Have we heeded Roosevelt’s warning? We can clearly foresee the devastation climate change will bring. Yet many modern Republicans, particularly those in Congress, are aligning themselves with the polluters and the deniers to manufacture doubt about the science and to fight any limits on greenhouse gas emissions.
Roosevelt, a Republican, had foresight to protect the natural resources we rely on, but his once great party has lost track of his ideals. Democrats and Republicans should be working with President Obama to implement his Climate Action Plan to reduce carbon pollution. But when the Environment and Public Works Committee recently held an oversight hearing on the President’s plan, what did we get from our Republican colleagues? Flat out climate denial—the polluter party line.
Theodore Roosevelt, the great Republican conservationist, stood up to polluting special interests. He was, in the name of the recent book, the Wilderness Warrior. Today, too many Republicans in Congress have joined polluting, corporate special interests in their war on the wilderness.

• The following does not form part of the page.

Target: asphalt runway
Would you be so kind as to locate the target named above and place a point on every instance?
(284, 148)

Perhaps they should listen to another Roosevelt. Theodore Roosevelt IV, the great grandson of the twenty-sixth president—and still a Republican. He wants his fellow Republicans to return to the values of his great grandfather. “It seems to be beyond the scope of many on the right to say, for instance, that species extinction, as a result of unrestrained human activity, is immoral and indefensible; that our refusal to seriously engage in a global effort to address climate change is unethical and imprudent.”
Mr. President, there are such clear warnings. The facts speak for themselves. The denial position has shown itself to be nonsense; a sham. Yet, in Congress, we sleepwalk on. Every day, more and more Americans realize the truth, and they increasingly want this Congress to wake up. They know that climate change is real.

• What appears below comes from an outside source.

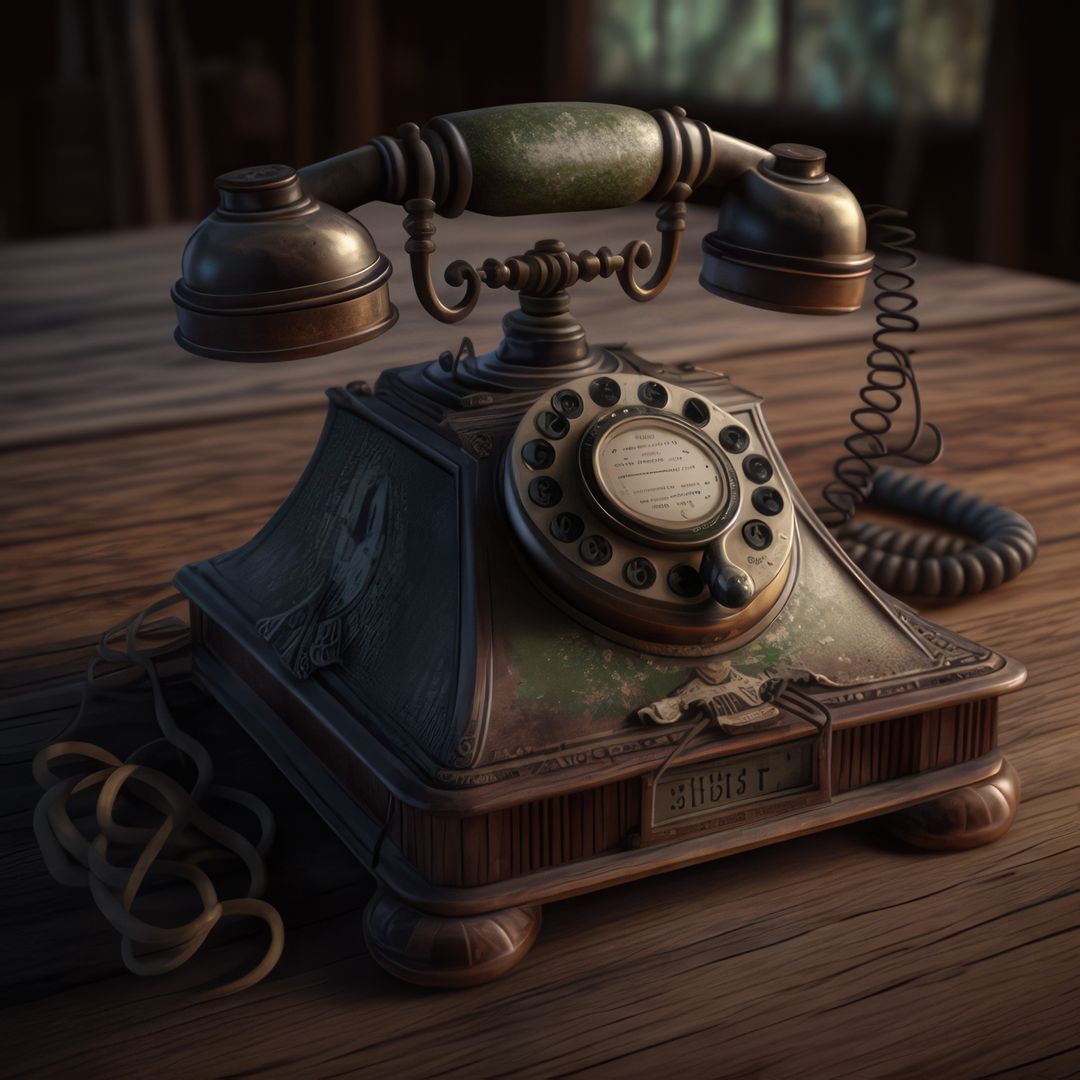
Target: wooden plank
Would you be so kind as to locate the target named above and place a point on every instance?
(86, 323)
(835, 955)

Well, it is time to wake up and to do the work necessary to combat climate change. It is time for us to heed the words of President Theodore Roosevelt: “Here is your country. Cherish these natural wonders, cherish the natural resources, cherish the history and romance as a sacred heritage, for your children and your children’s children. Do not let selfish men or greedy interests skin your country of its beauty, its riches or its romance.”
Let us wake up. I thank the presiding officer, I yield the floor, and I note the absence of a quorum.